On 11/28/2014 08:06 AM, Wilco Dijkstra wrote:
> Hi,
> 
> I noticed there is something odd with the definition of isinf in GLIBC: it returns the sign of the
> infinity in the result. This is bad as neither C99 nor C++11 define this, so any software written to
> take advantage of this will silently fail when a conforming implementation is used. Checking for the
> sign of an infinity is rarely needed, and it is even rarer to be performance critical. A grep
> through GLIBC revealed only a few uses in the printf code - all of which could be trivially fixed.
> It also means we could remove the __isinf_ns(f/l) variant and make it the default as this version is
> C99/C++11 conforming and is simpler/faster as a bonus.

How much faster? Could you add a microbenchmark for isinf for
all supported types and measure? See glibc/benchtests/README.

The fact that you stand to make it faster for standards
conforming applications is the only reason we might make
some kind of change.

Without performance numbers the present implementation meets
the requirements of the standard and is documented in the
glibc manual.
 
> So the question is why was this done? Is there a really convincing reason to keep the odd behaviour,
> and only for isinf (not for isnormal, isfinite, isnan)? Is there a reason to support 2 separate
> implementatons of isinf (eg. keep a __isinf_sign that has the existing behaviour)? Do we know
> whether this "feature" is used anywhere?

Roland probably thought it was a good idea in 1995 :-)
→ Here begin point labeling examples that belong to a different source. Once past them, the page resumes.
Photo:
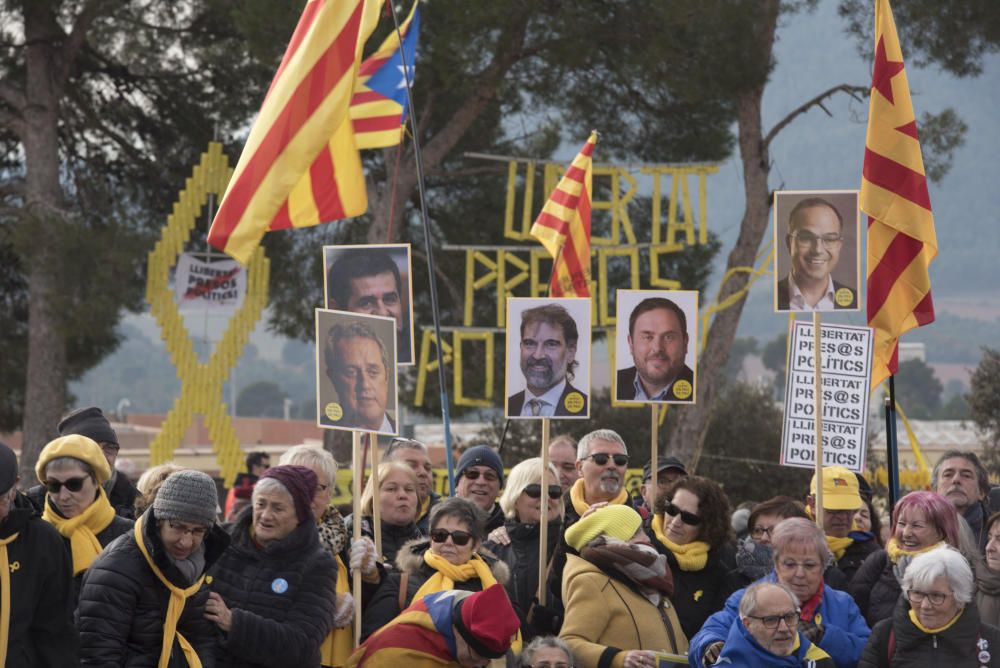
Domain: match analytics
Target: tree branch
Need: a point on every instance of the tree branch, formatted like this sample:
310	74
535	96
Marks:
857	92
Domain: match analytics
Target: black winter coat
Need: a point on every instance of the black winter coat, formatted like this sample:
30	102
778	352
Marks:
123	605
41	633
282	597
956	647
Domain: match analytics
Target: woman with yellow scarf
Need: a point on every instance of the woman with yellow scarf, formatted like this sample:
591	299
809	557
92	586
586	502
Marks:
921	521
73	469
691	527
451	559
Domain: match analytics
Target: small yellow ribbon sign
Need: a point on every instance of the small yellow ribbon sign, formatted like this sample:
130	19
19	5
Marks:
201	383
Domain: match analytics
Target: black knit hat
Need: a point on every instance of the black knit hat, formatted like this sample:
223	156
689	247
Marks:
187	496
89	422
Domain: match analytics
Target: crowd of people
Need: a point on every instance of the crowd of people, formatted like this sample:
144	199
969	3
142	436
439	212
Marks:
97	572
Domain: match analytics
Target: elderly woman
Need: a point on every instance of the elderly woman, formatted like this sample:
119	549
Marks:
274	589
546	652
617	593
449	559
143	599
933	623
921	522
333	537
522	501
828	618
691	527
72	470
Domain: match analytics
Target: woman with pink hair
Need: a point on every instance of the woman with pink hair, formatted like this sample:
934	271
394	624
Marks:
921	521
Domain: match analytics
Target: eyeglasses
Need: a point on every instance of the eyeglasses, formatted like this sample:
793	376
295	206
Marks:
535	491
601	458
72	484
935	597
459	538
791	619
806	239
472	474
686	517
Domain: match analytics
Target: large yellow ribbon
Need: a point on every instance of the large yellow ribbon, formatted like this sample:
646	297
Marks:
178	597
5	597
82	530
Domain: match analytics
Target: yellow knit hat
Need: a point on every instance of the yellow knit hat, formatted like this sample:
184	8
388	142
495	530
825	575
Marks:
76	446
617	521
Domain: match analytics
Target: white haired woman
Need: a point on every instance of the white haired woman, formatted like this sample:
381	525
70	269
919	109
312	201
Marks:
935	622
522	501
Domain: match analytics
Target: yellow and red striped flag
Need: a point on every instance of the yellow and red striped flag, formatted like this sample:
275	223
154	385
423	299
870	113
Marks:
901	237
563	226
300	165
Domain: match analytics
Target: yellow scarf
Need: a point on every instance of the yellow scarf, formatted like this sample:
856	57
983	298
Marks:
178	597
82	530
690	557
839	545
5	597
580	504
916	622
339	644
895	552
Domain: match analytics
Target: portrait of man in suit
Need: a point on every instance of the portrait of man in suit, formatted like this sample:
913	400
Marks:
547	354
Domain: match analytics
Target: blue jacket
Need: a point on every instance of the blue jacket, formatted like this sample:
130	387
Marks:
743	651
845	630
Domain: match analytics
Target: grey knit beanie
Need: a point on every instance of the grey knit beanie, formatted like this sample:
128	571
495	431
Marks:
187	496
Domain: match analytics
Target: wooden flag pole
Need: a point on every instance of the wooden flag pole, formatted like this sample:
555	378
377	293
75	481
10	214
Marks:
543	520
359	473
818	364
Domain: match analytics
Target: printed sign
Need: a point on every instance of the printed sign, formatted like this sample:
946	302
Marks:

Given that the present implementation has been around
and documented for ~20 years, it will absolutely have to
stay around forever.

The only way I see this working is math/math.h changing
the selected implementation based on the standard option
selected by the compiler with defaults being the present
behaviour, and -std=c99 or others selecting stricter
conforming behaviour from a new set of functions.

Cheers,
Carlos.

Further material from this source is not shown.